Varias decisiones presidenciales en EE. UU. requieren la aprobación del Senado, como el nombramiento de secretarios –como llaman allá a los ministros–, embajadores, el fiscal general y hasta los magistrados de la Corte Suprema. Un solo dato: hace varios años no hay embajador titular en Colombia por falta de aceptación del nombre en el Senado.

La diferencia fundamental es que en los EE. UU. el presidente, por la misma independencia del Congreso, puede ser destituido. El sistema colombiano hace que en la práctica el presidente sea una especie de monarca con muchos poderes y sin jueces de verdad.

Otro caso de injerto fue el de la moción de censura para los ministros en la Constitución de 1991, propia de un sistema parlamentario y ajena al presidencialismo. La prueba es que, en 35 años, no ha prosperado ninguna moción de censura –y no por falta de motivos–.

Algo parecido ocurrió con el “trasplante” del sistema acusatorio de los EE. UU. en el 2004. Se hizo a la carrera, sin estudios y sin haber formado previamente un aparato investigativo al estilo del FBI. En un sistema acusatorio puro, el fiscal es el ministro de Justicia y no existen, como aquí, dos ministerios públicos. La sabiduría popular lo ha bautizado como “sistema aplazatorio”. Hace unos años, la Sala Penal de la Corte proclamó su fracaso absoluto y, hace unos días, en entrevista con María Isabel Rueda, Hernando Herrera Mercado, presidente de la Corporación Excelencia en la Justicia, reiteró ese fracaso, a pesar de que en el pasado –con otros protagonistas– la Corporación impulsó dicho sistema.

Y ahora el petrismo copia la figura del gabinete en la sombra,  institución propia del régimen parlamentario que tiene sentido en ese sistema. Cuando un partido pierde las elecciones, se prepara para ser gobierno haciéndoles seguimiento a los temas. Aquí se puede hacer lo mismo sin necesidad de esa ‘copialina’, y aprovechar todo lo que el estatuto de oposición le permite a quien pierde las elecciones. Esto incluye el derecho de petición para estar informado sobre  los actos del gobierno, además de hacer debates en el Congreso y denunciar ineficiencias o actos de corrupción.
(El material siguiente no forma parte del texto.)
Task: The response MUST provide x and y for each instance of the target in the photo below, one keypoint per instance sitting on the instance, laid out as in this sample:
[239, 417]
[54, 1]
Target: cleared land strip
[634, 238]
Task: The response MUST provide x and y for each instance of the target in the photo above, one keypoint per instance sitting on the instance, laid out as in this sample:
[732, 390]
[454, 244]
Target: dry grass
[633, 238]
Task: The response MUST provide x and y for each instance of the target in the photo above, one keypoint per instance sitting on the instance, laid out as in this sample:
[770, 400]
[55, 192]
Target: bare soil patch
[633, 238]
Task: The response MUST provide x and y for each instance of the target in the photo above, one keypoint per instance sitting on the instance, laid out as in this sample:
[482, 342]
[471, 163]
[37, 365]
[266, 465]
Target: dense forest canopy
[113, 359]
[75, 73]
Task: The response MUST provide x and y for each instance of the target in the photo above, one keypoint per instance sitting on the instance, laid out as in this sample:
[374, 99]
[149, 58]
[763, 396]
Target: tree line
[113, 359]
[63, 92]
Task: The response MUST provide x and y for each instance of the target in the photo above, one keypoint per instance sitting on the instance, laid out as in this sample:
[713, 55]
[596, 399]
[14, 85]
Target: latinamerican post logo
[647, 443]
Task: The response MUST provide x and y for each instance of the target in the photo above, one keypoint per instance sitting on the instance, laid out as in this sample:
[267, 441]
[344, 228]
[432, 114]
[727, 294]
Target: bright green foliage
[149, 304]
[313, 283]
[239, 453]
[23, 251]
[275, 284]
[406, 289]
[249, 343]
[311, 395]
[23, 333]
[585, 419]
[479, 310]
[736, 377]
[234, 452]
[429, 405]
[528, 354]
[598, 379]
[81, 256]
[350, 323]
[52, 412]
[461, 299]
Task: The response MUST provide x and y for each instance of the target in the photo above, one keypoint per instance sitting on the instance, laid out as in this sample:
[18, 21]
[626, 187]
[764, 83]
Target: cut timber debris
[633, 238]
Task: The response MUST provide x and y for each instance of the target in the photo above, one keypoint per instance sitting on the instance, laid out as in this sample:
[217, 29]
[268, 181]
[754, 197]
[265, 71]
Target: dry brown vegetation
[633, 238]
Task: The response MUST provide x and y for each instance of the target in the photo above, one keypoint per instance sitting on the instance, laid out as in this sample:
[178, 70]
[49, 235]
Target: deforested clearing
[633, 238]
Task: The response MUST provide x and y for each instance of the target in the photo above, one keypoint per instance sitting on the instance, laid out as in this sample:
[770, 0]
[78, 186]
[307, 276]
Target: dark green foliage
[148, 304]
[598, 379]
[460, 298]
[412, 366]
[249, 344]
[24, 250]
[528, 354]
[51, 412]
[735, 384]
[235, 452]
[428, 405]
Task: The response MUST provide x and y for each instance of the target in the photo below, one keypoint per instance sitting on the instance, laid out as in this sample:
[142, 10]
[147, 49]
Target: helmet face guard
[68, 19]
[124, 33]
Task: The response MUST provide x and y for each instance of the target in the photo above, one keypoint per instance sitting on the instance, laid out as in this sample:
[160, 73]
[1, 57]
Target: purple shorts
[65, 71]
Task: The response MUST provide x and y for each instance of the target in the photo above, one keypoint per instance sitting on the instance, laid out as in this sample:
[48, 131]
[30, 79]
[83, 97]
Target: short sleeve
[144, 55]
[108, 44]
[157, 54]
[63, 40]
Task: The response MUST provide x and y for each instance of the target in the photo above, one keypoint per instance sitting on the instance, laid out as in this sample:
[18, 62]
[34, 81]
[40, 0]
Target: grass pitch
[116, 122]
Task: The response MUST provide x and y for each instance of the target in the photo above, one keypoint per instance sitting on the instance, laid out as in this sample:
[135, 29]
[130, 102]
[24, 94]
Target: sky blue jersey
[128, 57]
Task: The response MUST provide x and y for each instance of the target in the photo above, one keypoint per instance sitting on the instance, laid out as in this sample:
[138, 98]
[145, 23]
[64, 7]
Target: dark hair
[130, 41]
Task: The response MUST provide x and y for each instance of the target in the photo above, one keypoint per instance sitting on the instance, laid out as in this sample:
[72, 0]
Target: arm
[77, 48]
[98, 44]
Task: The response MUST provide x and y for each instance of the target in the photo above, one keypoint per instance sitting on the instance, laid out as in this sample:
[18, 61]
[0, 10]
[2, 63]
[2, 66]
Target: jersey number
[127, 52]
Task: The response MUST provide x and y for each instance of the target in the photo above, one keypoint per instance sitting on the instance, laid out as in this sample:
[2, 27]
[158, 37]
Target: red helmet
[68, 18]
Pero ni siquiera han sido originales. En 1986, cuando existía la norma constitucional que obligaba al presidente a ofrecer participación adecuada y equitativa al partido perdedor, el presidente Virgilio Barco le ofreció al conservatismo unos cargos que este no aceptó, sobre todo porque no incluían el Ministerio de Minas y Energía. Ante la negativa, el gobierno inauguró el esquema gobierno-oposición como debe ser en toda democracia.

Siendo presidente del directorio conservador Fabio Valencia Cosío, y por orden del jefe del partido, Misael Pastrana Borrero, se constituyó –como ahora, copiando el sistema británico– un gabinete en la sombra que no duró ni tres meses. ¿Alguien se acuerda del nombre de siquiera uno de esos flamantes “ministros en la sombra”?

En cambio, sí deberíamos adoptar, por ejemplo, el principio de responsabilidad política que rige en ese sistema parlamentario. Cuando un partido pierde las elecciones, su jefe presenta la renuncia esa misma noche. Aquí se quedan diez o más años después de sucesivas derrotas.